Rivalität zwischen den USA und China: Die Rivalität zwischen der größten Volkswirtschaft der Welt und dem aufstrebenden China hat in den vergangenen Jahren an Intensität gewonnen. Auch in den vergangenen Monaten haben sich die Beziehungen verschlechtert (Hong Kong, Exportbeschränkungen für Halbleiter). Der Konflikt hat negative Implikationen auf mehreren Ebenen. Unter anderem dämpft die dadurch entstandene Unsicherheit die Unternehmensstimmung und damit die Investitionstätigkeit der Unternehmen.
Globalisierung im Rückbau: Nach der Großen Rezession 2008/2009 haben die globalen Exporte und Importe einen deutlich geringeren Wachstumspfad eingeschlagen. Mit dem Handelskonflikt zwischen den USA und China hat der Welthandel sogar eine fallende Tendenz eingeschlagen. Die Corona-Krise hat zu einem deutlichen Einbruch der Exporte und Importe geführt. Im Bereich Handel könnte die Corona-Krise zwei bleibende Auswirkungen haben. A) Die Tendenz zur staatlichen Unterstützung von strategischen Industrien beziehungsweise zur Abschottung könnte durch eine zunehmende protektionistische Grundhaltung verstärkt werden und damit schlussendlich auch nicht strategische Industrien betreffen. B) Der Ruf nach mehr Versorgungssicherheit betrifft generell die Reduktion der Just-In-Produktion und den Aufbau der Produktion von medizinischen Produkten in der Nähe des Endverbrauchs. Auch diese Entwicklung könnte überschießen und zu einem Rückgang des Welthandels in Sektoren außerhalb des Gesundheitsbereichs führen.
TINA: Die Triebfeder für Finanzinvestitionen wird in absehbarer Zeit abermals mit „There-Is-No-Alternative“ zu risikobehafteten Wertpapierklassen beschrieben werden können. Die Kombination von anhaltend sehr niedriger Verzinsung von Staatsanleihen, die Verbesserung der Wirtschaftsdaten und die sehr hohe von den Zentralbanken erzeugte Liquidität unterstützt Veranlagungsformen wie Aktien und Unternehmensanleihen.
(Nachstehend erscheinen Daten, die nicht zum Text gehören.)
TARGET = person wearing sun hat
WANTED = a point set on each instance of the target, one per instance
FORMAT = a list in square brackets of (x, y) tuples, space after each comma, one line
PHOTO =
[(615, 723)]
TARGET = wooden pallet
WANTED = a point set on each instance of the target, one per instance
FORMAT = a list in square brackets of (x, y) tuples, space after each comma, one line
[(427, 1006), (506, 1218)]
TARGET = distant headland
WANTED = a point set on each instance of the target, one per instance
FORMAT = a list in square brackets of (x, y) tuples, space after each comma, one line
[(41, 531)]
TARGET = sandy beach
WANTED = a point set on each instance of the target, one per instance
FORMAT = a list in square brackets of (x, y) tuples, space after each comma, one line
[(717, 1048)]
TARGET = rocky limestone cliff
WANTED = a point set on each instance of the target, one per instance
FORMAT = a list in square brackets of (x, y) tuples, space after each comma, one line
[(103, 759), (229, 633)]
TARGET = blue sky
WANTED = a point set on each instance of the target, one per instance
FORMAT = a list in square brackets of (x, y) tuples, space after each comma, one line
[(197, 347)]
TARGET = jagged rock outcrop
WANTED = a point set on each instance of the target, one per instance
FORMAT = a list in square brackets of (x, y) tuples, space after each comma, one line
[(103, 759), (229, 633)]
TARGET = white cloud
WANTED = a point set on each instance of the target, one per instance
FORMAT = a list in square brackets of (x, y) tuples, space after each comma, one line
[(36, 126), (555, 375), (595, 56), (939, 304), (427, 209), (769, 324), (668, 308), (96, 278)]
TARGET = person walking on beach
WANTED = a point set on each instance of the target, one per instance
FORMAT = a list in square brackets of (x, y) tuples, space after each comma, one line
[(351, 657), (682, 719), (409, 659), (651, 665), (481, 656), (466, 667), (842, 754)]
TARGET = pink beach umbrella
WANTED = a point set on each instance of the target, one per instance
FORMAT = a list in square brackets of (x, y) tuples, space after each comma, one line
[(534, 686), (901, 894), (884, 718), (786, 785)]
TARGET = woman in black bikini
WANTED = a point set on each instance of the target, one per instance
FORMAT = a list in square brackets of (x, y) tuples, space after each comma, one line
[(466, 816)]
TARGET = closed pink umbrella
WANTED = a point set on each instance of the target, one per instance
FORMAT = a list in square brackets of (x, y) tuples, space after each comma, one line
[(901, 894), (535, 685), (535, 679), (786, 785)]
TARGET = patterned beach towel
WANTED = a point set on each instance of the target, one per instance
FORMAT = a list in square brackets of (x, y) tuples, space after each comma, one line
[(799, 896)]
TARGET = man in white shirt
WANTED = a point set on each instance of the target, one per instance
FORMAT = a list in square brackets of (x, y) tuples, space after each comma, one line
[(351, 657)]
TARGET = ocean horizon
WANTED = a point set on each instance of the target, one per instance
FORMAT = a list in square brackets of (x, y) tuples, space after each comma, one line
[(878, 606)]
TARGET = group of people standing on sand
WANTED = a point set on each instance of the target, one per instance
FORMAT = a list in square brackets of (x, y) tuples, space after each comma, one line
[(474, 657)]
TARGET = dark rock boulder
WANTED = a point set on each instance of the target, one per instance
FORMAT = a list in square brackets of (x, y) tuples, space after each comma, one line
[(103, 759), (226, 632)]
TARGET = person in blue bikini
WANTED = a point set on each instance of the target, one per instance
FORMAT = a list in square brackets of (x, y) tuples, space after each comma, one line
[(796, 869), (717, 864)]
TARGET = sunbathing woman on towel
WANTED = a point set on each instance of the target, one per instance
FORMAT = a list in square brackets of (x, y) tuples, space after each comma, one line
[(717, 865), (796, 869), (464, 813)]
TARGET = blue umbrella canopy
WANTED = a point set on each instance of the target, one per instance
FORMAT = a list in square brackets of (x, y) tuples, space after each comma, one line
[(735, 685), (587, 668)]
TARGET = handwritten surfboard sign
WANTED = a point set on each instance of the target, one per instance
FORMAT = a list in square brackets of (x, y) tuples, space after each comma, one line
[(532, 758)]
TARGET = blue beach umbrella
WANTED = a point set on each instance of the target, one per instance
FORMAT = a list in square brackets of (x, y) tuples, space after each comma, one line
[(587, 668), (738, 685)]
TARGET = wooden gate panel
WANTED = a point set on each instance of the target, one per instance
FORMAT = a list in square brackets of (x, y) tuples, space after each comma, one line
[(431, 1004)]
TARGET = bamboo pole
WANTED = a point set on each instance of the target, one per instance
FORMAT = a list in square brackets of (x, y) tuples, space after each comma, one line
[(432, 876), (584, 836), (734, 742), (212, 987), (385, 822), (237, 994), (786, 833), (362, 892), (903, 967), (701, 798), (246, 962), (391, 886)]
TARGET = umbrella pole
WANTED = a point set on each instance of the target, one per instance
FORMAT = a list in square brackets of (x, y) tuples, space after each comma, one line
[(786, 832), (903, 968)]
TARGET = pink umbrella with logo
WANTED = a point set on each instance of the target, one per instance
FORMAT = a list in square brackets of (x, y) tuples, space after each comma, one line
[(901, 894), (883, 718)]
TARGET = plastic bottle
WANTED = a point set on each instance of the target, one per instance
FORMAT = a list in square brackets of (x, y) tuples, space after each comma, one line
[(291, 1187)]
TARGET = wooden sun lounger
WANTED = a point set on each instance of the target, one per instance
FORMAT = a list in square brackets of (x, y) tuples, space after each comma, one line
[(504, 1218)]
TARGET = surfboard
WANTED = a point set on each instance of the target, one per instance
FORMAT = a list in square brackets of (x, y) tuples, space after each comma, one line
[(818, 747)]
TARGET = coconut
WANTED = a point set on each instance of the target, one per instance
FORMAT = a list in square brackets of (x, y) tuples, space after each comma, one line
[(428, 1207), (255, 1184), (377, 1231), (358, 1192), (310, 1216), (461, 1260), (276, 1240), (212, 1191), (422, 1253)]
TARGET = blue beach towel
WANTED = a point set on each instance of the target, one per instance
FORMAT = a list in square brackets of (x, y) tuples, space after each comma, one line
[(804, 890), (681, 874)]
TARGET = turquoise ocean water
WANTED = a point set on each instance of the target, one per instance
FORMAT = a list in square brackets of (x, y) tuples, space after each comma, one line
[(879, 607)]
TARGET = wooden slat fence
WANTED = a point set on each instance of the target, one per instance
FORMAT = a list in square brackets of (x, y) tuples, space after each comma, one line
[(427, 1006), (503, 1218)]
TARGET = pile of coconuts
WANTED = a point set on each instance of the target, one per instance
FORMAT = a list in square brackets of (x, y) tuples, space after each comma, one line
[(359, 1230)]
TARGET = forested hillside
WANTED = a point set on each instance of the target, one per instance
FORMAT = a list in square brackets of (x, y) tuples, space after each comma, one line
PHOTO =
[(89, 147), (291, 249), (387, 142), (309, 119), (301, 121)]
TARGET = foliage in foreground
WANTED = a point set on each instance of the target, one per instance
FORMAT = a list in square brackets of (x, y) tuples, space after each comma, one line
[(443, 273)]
Das allgemeine Risiko liegt in einer Asset Price Inflation. In diesem Szenario kommt es zu einer Abkopplung der Wertpapierpreise von den Wirtschaftsdaten. Denn obwohl es keine Alternative zu riskanten Veranlagungen zu geben scheint, ist mit diesem Ansatz natürlich noch nicht gesagt, welche Veranlagungen zu welchem Zeitpunkt am günstigsten sind.